An ensemble learning model that builds multiple decision trees and averages their predictions.

Handles non-linear relationships and works well with imbalanced and noisy data.

**2.XGBoost Classifier**

An optimized gradient boosting algorithm known for speed and performance.

Effectively captures complex patterns and handles overfitting through regularization.

**3.Logistic Regression**

A linear model used for multiclass classification.

Interpretable and performs well when the relationship between features and output is mostly linear.

**4.Stacking Classifier (Final Model)**

Combines predictions from Random Forest, XGBoost, and Logistic Regression.

Uses Logistic Regression as a meta-model to improve accuracy and reduce individual model bias.

# ***6.Evaluation Metrics Used -***
**1.Accuracy** – Measures the proportion of correctly predicted samples over total samples.

**2.Precision** – Measures how many of the positively predicted samples were actually positive.

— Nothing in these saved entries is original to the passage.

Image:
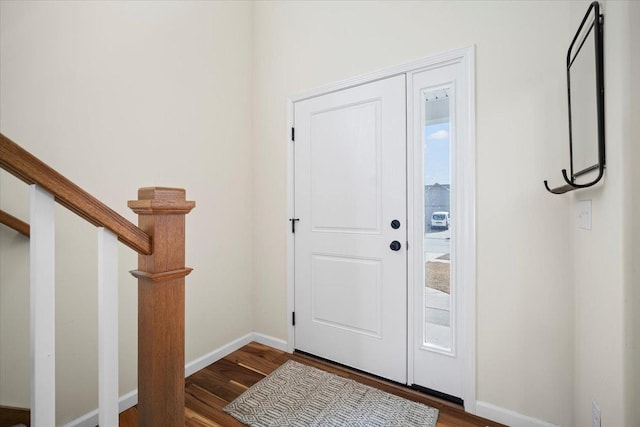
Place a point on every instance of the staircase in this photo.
(159, 239)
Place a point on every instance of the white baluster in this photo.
(107, 327)
(43, 325)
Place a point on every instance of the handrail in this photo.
(15, 223)
(19, 162)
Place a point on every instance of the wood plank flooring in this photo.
(210, 389)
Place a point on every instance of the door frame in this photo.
(466, 56)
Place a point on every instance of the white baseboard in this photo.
(270, 341)
(217, 354)
(130, 399)
(507, 417)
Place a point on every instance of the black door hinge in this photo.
(293, 224)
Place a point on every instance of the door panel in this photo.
(350, 183)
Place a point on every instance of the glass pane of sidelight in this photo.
(438, 330)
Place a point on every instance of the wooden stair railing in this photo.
(160, 243)
(15, 223)
(22, 164)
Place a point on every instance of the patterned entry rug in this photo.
(300, 395)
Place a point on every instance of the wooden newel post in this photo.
(161, 306)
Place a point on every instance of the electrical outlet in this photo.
(595, 414)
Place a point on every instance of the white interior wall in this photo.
(79, 77)
(632, 226)
(598, 254)
(116, 96)
(525, 349)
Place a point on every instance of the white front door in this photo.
(351, 234)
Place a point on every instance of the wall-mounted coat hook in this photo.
(589, 69)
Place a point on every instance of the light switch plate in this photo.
(584, 214)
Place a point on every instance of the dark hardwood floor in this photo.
(210, 389)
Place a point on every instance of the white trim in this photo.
(467, 56)
(469, 268)
(423, 63)
(270, 341)
(507, 417)
(290, 236)
(130, 399)
(411, 243)
(107, 327)
(42, 306)
(217, 354)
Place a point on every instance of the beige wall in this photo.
(599, 254)
(525, 297)
(116, 96)
(196, 81)
(632, 227)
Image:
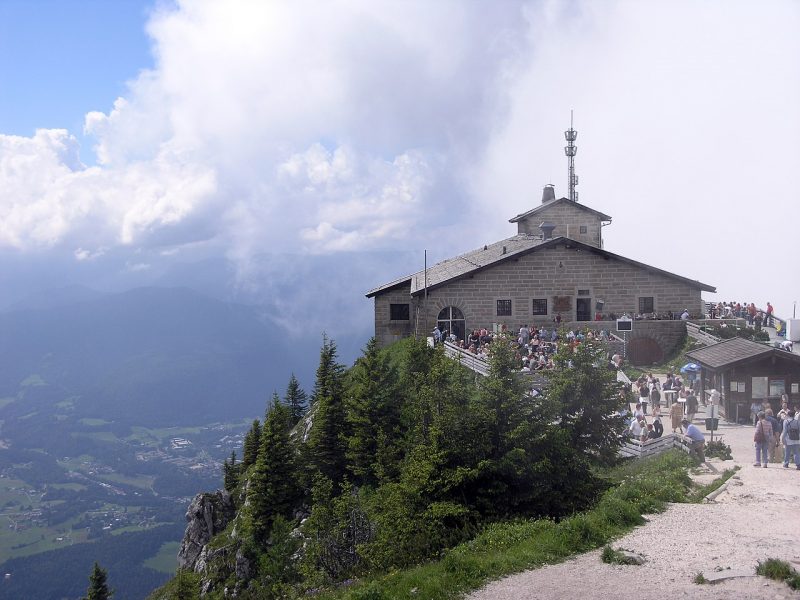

**3.Recall** – Measures how many actual positive samples were correctly predicted.

**4.F1 Score** – Harmonic mean of precision and recall (used when class distribution is imbalanced).

**5.Confusion Matrix** – Gives a complete view of model performance across all classes.



# ***7.Conclusion -***
This project successfully built a machine learning-based system to classify customer credit scores using financial and behavioral data. With techniques like EDA, feature engineering, SMOTE, and model stacking, the final model achieved high accuracy and is ready for deployment. It enables Paisabazaar to improve loan decisions, reduce credit risk, and detect potential fraud more effectively.

The Stacking Classifier achieved the highest accuracy (~91%) and balanced performance across all metrics, making it the best choice for deployment in predicting credit scores accurately.